Unicode defines 17 planes (major groupings) athough many not in use.
  Plane 0 - Basic Multilingual (most modern languages)

  Plane 1 - Supplementary Multilingual Plane 
    math symbols, music symbols, hieroglyphs, board game symbols 
    (dominos, Mah Jongg, etc.)

  Plane 2 - Supplementary Ideographic Plane  
   (CJK) Chinese, Japanese, Korean.
  
  Planes 3 to 13 - unassigned

  Plane 14 - Supplementary Special Purpose Plane  
    XML formatting characters.
    Variation Selectors - used with CJK to identify alternative ideograms

  Plane 15,16 - priave use. 
    Users can create custom definitions.
    e.g Klingon
  
  Code planes are divided into 256 byte code blocks.
  
  A code block usually can contain the characters of a particular language
    but some languages may take more than 1 block.

  A code point is one entry in the code block.

Unicode protocol defines 3 aspects of a character set.
  Wikipedia topic : unicode

  A grapheme is a mimimal meaningful element of a language. It may require
    more than one code-point to be represented.
    wikipedia topic : grapheme  
  
  A glyph is the visual representation of a character in a languages. 
    It may consist of more than one grapheme. Or multiple glyphs may be 
    combined to represent one code-point or grapheme. 
    wikipedia topic : glyph  

  See the following for a nice description :

  https://stackoverflow.com/questions/27331819/whats-the-difference-between-a-character-a-code-point-a-glyph-and-a-grapheme

  Rules - rules determing collating order, left to right or right to left
    display, glyph to use if certain graphemes are next to each other.

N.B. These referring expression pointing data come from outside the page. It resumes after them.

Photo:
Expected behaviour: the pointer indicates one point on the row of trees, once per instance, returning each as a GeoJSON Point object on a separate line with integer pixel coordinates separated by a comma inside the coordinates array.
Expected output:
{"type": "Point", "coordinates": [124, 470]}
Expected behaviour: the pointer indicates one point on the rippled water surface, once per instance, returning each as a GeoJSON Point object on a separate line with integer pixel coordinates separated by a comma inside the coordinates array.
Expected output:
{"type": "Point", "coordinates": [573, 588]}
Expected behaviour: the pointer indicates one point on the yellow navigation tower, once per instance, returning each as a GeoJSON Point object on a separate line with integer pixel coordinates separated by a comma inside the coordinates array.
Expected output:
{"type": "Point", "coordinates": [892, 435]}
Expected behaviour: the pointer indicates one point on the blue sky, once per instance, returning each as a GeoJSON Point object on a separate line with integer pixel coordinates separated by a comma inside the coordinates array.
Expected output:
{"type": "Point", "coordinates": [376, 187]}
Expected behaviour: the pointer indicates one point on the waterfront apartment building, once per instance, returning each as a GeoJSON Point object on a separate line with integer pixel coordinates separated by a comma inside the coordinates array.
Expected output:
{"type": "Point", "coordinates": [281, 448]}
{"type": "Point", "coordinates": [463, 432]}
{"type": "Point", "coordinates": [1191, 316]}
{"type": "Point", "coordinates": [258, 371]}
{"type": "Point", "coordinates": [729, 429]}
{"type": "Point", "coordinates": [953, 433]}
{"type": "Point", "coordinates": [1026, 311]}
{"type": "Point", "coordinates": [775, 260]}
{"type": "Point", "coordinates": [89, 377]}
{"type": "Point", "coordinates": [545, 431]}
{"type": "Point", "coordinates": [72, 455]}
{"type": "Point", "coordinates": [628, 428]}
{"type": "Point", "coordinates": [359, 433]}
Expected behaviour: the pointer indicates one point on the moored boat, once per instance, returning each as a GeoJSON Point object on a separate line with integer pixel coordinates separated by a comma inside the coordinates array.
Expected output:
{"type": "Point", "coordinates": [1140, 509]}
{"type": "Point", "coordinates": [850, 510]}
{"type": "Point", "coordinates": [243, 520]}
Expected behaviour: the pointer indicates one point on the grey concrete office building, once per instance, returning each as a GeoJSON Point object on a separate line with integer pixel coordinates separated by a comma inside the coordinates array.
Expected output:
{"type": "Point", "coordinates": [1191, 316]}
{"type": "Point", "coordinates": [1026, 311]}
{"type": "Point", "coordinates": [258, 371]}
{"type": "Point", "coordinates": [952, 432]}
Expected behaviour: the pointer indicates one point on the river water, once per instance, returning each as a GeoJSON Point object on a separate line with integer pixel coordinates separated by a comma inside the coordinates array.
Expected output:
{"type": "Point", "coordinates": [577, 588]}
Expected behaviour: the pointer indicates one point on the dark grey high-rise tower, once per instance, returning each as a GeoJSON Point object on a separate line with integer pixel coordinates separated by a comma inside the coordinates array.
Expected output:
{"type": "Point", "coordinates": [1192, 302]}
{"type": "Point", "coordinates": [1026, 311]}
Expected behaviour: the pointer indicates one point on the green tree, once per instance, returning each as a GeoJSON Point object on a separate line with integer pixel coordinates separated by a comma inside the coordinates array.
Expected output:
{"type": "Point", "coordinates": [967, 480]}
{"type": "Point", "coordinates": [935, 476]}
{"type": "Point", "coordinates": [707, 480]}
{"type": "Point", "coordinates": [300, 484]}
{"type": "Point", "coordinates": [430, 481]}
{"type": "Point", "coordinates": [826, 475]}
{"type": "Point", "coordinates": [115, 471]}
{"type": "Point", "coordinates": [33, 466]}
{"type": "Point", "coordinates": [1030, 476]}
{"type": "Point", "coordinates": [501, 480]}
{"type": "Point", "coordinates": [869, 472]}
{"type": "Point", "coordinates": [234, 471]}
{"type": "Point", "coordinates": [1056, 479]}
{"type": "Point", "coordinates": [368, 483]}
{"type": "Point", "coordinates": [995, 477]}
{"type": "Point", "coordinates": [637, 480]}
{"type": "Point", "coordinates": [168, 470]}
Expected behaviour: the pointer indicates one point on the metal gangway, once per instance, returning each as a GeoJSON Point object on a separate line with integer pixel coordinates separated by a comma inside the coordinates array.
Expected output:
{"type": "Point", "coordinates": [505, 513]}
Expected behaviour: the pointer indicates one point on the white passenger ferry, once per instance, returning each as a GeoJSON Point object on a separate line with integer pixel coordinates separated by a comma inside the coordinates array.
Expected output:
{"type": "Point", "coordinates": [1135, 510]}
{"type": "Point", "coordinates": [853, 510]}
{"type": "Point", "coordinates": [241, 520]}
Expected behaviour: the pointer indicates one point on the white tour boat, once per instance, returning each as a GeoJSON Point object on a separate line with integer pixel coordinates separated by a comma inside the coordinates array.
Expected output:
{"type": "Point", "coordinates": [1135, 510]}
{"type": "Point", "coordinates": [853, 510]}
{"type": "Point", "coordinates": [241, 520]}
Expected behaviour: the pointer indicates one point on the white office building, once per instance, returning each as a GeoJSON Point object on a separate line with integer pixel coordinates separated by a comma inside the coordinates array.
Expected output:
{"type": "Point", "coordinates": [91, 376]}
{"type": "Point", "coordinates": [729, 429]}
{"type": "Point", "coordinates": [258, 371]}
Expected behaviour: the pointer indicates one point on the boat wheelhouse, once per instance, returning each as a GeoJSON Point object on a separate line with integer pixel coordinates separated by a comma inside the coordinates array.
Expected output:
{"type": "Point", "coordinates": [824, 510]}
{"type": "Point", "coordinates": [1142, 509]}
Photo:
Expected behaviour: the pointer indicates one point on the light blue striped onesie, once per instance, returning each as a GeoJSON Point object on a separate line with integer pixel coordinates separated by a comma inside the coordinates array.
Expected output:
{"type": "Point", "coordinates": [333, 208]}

Universal Coded Character sets

UCS (Universal Character sets) protocol only assigns  a character to a 
specific code point. 

Visual representation (Glyphs) or rules are NOT covered by the UCS protocol.

UCS-2 
   Code-points defined as 2 byte fixed length storage.

   Designed to hold all current (living) written languages.

   Now obsolete, subsumed into UTF-16.

UCS-4 (ISO 10646)
   Code-points defined as 4 byte fixed length storage.

   Incorporates the BMP (plane 0) and the CJK (Plane 2) and other code pages.

   Technically  31 bit characters

   Code points values 0x7FFFFFFF - 0xFFFFFFFF no longer valid.

   Currently incorporated in UTF-32

Unicode Transform Format - protocold defined by the Unicode Consortium.
  Code point assignments includes 
    Unique charater to code point assignment.

    Visualy representation (Glyph)

    And rules for use.

UTF-8 
   Code-points can be 1 to 4 byte depending on code page.

   Used extensively for Web pages. 

   1st block of first plane (1 byte code points) maps ASCII 
     with minimal convertion. 

   Has character sets represent both current languages, historical languages,
     and non-language symbols, such has math, music, etc. 

   Currently the preferred protocol for both data transmission over the 
     Internet and use by most modern OSes, such and Windows 7, 10 and Linux.
 
UTF-16
   Code-points are either 2 bytes or 4 bytes in size depending on code page.

   Used BOM (bit order mapping) to id the most significant byte.

   Preferred by earlier OSes such Windows 3, 98, because of compatibility with 
     word size of system(?). 
    
   Has character sets represent both current languages, historical languages,
     and non-language symbols, such has math, music, etc. 
 
UTF-32 (UCS-4)

   Code-points are fixed 4 bytes in size.

   Usually implemented within a programs storage procedures to provide
   for calculation of predictable storage arrays.